Aku tersadar dari pingsanku, perlahan bangkit berdiri sambil memegangi kepalaku. Meringis, mencoba menatap sekitarku yang masih kabur. Perjalanan tadi tidak senyaman biasanya.
Sebelum kalian bertanya-tanya, ini aku, Guntur Mahesa, walikota Neo Tokarta, yang juga ikut tersedot masuk ke dalam anomali lubang hitam bersama Ryoichi. Untuk bab ini, dan mungkin bab-bab tertentu, sementara kalian akan membaca cerita ini dalam sudut pandangku. Aku juga akan sedikit meluruskan apa yang baru saja terjadi, karena aku sedikit-banyak tahu tentang seluk-beluk dunia virtual dan dilemanya.
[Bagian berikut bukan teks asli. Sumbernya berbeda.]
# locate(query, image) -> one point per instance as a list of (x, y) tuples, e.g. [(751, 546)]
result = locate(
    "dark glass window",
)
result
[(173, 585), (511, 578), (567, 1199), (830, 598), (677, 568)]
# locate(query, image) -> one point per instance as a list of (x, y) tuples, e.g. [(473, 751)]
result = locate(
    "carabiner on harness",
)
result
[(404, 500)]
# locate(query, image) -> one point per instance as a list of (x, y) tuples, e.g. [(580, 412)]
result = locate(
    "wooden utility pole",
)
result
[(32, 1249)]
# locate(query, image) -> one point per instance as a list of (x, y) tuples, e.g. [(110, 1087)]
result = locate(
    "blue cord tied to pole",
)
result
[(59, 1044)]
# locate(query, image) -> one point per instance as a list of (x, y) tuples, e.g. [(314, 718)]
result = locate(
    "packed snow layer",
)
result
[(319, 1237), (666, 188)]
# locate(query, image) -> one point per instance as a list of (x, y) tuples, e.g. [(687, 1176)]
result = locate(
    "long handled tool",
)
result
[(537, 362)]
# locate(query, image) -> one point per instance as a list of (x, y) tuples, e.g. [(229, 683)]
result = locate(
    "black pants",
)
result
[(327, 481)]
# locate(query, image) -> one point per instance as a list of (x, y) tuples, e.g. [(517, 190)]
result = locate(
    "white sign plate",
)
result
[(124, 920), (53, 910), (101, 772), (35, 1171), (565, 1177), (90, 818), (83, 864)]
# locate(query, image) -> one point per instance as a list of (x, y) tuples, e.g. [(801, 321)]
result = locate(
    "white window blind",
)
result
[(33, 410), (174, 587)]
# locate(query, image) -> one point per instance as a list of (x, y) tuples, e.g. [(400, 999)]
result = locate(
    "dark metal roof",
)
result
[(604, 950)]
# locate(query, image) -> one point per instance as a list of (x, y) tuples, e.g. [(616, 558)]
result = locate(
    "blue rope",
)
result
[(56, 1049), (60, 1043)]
Nah, dimana aku - dan Ryoichi - berada sekarang? Mudah menjawabnya. Ini adalah De-Elysium. Sesuai namanya, Elysium, tapi ini adalah versi kebalikannya. Di saat Elysium asli menawarkan hamparan kota megapolitan yang indah dan penuh kelap-kelip lampu neon, gedung pencakar langit yang indah, apapun yang bisa membuat penduduk betah disana, De-Elysium sebaliknya, hamparan kota megapolitan yang terbengkalai selama beberapa bulan. Ya, hanya beberapa bulan. Tapi faktanya, jika kalian mengira bahwa ini adalah dunia virtual lainnya, kalian salah besar.
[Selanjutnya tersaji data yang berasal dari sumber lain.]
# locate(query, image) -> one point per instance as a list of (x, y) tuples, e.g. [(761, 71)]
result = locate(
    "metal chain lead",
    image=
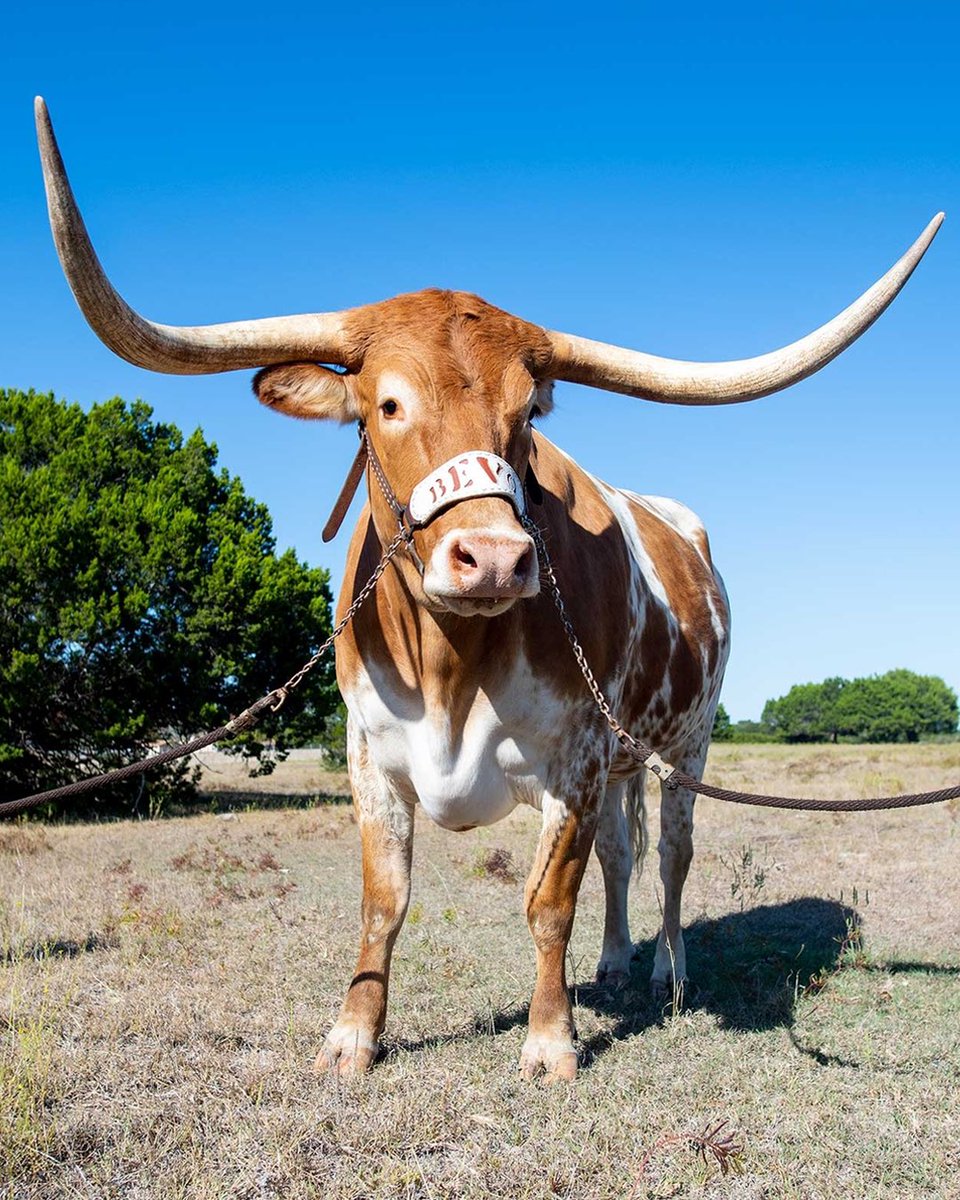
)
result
[(671, 775), (637, 750), (298, 677)]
Kalian belum menyadarinya? Oh, baiklah, kalian ingat saat - siapapun yang menyamar menjadi diriku itu - aku berkata bahwa Voidwalkers melakukan serangan DDOS pada server pemerintah kota Depok-53? Yang menyebabkan dunia digitalnya runtuh dan menghabisi kesadaran setiap orang yang berada di dalamnya?
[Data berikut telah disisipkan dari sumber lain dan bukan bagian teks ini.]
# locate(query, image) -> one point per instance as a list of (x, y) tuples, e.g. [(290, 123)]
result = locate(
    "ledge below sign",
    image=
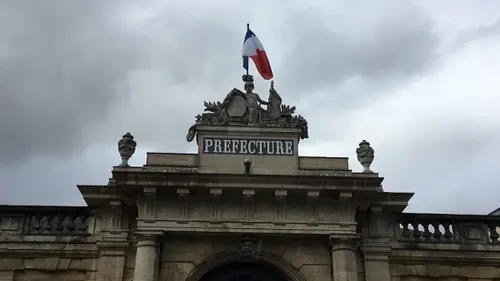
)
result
[(248, 146)]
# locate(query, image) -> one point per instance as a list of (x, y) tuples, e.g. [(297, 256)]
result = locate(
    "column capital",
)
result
[(344, 242), (147, 238)]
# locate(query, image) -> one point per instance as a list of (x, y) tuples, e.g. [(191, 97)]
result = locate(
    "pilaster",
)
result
[(343, 251), (112, 253), (147, 256), (376, 247)]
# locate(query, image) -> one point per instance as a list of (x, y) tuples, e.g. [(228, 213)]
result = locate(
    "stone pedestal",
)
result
[(343, 251), (146, 260)]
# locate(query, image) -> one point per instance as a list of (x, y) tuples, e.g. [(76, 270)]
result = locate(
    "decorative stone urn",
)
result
[(366, 154), (126, 148)]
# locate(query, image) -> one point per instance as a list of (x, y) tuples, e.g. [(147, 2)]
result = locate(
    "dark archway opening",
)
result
[(244, 271)]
Ya, inilah tempatnya. Kota Depok-53. Bukan Elysium mereka atau Elysium kota Neo Tokarta. Elysium milik Neo Tokarta sebenarnya aman-aman saja, aku hanya menyuruh Rendra dan Ayunda untuk mengunci sistem log in dan log out-nya agar tidak ada lagi korban berjatuhan. Sementara dunia virtual milik Depok-53 hancur total, tidak bisa diperbaiki ataupun dikunjungi lagi.
Kalian bingung? Tentu saja. Aku tahu benar bahwa bahkan sekelas Ryoichi saja tidak akan berpikir sejauh itu, dia bahkan tidak tahu menahu tentang serangan DDOS itu - kecuali seorang anggota Voidwalkers yang menyamar menjadi diriku memberitahukannya, tapi aku berusaha semaksimal mungkin untuk menutupinya.
Sekarang kota Depok-53 dikuasai oleh Voidwalkers, lebih tepatnya empat dari lima belas petinggi mereka. Dua di antaranya aku kenali, Hawkwatch sang petinggi ketiga, dan Abispa sang petinggi kelima. Dan itu bahkan hanya kode nama mereka saja.
Mereka senang dengan yang namanya permainan. Karena itulah mereka membuat kota ini seolah-olah tempat itu adalah tempat peperangan di game-game FPS (First Person Shooter) tertentu, bahkan mereka sangat baik untuk memberikan avatar-avatar yang terjebak kekuatan tambahan, atau kemampuan khusus untuk mudahnya. Mereka juga yang membuat sistem Resurrection, setelah mati, para avatar itu bisa bangkit kembali. Limitnya sepuluh kali, dan untuk setiap limit yang hilang, sepuluh persen dari kesadaran avatar yang bersangkutan lenyap. Sepuluh kali mati? Permainan selesai. Kesadaran si avatar akan habis, dan orang aslinya akan meninggal di dunia nyata.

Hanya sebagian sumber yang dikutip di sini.